Si les polices de caractères sont stockées en mémoire morte (sous forme d'une cartouche, amovible ou non), elles n'empiètent pas sur la mémoire vive de l'imprimante. En revanche, si elles sont téléchargées depuis le disque dur du micro-ordinateur, leur description vient s'inscrire dans la mémoire vive de l'imprimante, ce qui réduit d'autant l'espace libre pour élaborer l'image binaire de la page. Or, comme nous l'avons vu plus haut, une police en corps 12 occupe habituellement de 25 à 30 Ko... Si le "metteur en page" recourt à un grand nombre de polices, il n'est pas impossible qu'il manque de mémoire vive pour enregistrer la description de la page avant l'impression. Certaines imprimantes tournent cette difficulté à travers un "driver" qui utilise la mémoire vive de l'ordinateur, et travaille en tâche de fond...

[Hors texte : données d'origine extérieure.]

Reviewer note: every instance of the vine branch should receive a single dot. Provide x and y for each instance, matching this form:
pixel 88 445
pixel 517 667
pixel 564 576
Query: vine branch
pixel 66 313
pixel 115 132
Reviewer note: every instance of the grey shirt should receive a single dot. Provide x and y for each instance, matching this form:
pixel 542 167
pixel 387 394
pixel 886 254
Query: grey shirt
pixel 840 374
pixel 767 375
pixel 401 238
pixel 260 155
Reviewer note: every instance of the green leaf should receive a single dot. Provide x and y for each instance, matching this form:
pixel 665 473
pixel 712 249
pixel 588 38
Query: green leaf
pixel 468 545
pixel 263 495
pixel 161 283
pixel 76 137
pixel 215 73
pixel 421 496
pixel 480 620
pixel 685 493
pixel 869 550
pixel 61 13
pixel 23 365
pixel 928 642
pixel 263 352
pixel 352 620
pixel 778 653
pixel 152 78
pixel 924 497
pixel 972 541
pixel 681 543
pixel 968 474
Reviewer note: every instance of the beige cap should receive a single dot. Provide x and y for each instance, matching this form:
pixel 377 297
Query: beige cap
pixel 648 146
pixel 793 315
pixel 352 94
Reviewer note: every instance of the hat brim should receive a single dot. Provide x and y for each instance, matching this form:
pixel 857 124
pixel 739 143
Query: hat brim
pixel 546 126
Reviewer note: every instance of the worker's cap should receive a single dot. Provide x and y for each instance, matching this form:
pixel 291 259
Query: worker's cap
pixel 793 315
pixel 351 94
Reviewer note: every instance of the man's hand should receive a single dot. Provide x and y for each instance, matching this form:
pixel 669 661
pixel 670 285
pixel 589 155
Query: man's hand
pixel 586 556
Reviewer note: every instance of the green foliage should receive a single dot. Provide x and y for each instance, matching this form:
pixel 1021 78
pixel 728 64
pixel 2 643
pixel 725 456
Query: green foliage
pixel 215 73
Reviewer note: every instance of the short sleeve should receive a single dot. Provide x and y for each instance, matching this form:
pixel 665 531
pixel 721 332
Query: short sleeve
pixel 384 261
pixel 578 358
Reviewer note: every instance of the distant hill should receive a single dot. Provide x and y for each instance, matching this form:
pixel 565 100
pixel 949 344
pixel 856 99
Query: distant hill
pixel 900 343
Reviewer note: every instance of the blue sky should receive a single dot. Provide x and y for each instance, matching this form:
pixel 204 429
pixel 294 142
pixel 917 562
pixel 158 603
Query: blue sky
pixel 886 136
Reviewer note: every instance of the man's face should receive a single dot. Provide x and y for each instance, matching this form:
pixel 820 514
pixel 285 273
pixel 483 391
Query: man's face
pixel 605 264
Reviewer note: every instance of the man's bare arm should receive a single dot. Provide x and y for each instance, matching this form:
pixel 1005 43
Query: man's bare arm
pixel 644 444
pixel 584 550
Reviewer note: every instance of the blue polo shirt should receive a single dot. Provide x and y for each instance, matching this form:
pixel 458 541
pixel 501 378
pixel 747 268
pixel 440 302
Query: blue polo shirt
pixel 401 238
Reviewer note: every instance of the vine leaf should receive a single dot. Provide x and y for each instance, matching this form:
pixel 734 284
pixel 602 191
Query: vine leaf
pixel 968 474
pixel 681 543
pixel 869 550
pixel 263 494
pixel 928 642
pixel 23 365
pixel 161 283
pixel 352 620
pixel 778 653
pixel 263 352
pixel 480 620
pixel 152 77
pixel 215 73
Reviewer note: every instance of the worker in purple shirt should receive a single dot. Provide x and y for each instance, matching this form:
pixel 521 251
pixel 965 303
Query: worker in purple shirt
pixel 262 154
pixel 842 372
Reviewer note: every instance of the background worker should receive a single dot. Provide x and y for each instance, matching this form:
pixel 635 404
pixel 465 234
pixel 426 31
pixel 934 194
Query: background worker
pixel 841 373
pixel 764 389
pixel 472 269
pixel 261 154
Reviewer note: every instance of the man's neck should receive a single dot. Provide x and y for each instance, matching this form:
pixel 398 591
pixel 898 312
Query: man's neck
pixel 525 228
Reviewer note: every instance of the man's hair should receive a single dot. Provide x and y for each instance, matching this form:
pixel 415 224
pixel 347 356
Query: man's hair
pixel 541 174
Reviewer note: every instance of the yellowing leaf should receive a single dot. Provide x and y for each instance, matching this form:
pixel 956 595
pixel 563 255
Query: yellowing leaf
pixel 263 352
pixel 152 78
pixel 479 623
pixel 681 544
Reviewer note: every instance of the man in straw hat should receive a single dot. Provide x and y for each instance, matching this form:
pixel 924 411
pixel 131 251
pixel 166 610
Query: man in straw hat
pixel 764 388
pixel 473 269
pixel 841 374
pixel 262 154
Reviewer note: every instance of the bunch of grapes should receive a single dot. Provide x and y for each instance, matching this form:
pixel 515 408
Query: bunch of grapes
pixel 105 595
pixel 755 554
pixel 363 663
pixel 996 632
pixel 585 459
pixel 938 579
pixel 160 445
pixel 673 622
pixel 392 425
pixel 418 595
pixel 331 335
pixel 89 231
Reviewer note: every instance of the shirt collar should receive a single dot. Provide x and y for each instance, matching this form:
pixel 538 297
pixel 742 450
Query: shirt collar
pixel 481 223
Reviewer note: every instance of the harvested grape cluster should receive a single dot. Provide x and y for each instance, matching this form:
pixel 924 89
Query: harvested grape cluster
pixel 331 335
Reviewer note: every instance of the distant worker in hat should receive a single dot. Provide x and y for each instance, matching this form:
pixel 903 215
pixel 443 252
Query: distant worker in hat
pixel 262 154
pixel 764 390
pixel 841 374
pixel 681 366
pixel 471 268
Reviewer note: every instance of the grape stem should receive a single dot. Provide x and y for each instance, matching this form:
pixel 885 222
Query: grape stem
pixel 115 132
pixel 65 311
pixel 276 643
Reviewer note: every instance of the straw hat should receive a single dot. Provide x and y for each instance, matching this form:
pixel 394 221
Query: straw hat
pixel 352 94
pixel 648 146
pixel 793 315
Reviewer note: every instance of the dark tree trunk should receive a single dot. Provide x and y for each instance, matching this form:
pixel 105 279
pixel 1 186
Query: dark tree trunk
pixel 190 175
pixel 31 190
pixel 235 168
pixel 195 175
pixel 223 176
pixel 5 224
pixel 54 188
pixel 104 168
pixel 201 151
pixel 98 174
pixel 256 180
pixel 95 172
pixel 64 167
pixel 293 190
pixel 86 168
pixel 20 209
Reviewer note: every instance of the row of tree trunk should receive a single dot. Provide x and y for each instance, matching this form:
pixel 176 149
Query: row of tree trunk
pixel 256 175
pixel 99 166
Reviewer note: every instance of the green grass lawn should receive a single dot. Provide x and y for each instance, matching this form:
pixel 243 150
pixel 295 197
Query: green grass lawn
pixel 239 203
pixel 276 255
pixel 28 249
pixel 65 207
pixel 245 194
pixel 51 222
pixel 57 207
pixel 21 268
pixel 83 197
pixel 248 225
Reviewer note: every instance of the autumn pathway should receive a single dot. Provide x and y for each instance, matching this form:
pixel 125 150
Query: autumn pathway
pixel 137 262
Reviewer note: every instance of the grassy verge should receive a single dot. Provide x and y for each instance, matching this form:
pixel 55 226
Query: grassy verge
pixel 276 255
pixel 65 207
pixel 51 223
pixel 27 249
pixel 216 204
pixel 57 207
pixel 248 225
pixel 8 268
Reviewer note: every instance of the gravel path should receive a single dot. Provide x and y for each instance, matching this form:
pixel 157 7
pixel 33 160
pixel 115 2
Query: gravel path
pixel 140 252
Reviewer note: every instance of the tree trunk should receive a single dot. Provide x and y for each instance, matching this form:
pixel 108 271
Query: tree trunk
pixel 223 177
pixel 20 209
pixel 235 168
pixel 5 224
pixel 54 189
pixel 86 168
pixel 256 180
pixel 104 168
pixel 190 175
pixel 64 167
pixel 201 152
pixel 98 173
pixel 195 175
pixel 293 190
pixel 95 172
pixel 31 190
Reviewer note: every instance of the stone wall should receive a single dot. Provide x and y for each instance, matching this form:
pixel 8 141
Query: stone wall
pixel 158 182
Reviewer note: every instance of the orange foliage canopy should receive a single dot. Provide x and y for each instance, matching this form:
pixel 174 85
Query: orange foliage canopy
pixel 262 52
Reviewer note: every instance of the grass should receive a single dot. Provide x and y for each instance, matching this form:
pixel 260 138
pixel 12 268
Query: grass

Imprimante et imprimante...
L'utilisateur final doit aussi savoir qu'une même police de caractères ne sera que très rarement (pour ne pas dire jamais) interprétée d'une manière identique sur des imprimantes différentes, ou par des logiciels différents, à plus forte raison si on modifie les deux... Ainsi, il est exclu qu'une imprimante dite matricielle (c'est à dire en réalité mécanique) puisse donner le même résultat qu'une imprimante laser : la définition est trop différente... Quel que soit le soin apporté à un document, le fait de changer d'imprimante change sa présentation. Dans tous les cas, la qualité "brouillon" ou la qualité "matricielle" est suffisante pour relire un texte (orthographe, syntaxe...) mais dès qu'il s'agit de préparer une édition "définitive" il est nécessaire de passer sur la qualité supérieure dite "texte" ou "courrier", ou mieux, sur une imprimante laser.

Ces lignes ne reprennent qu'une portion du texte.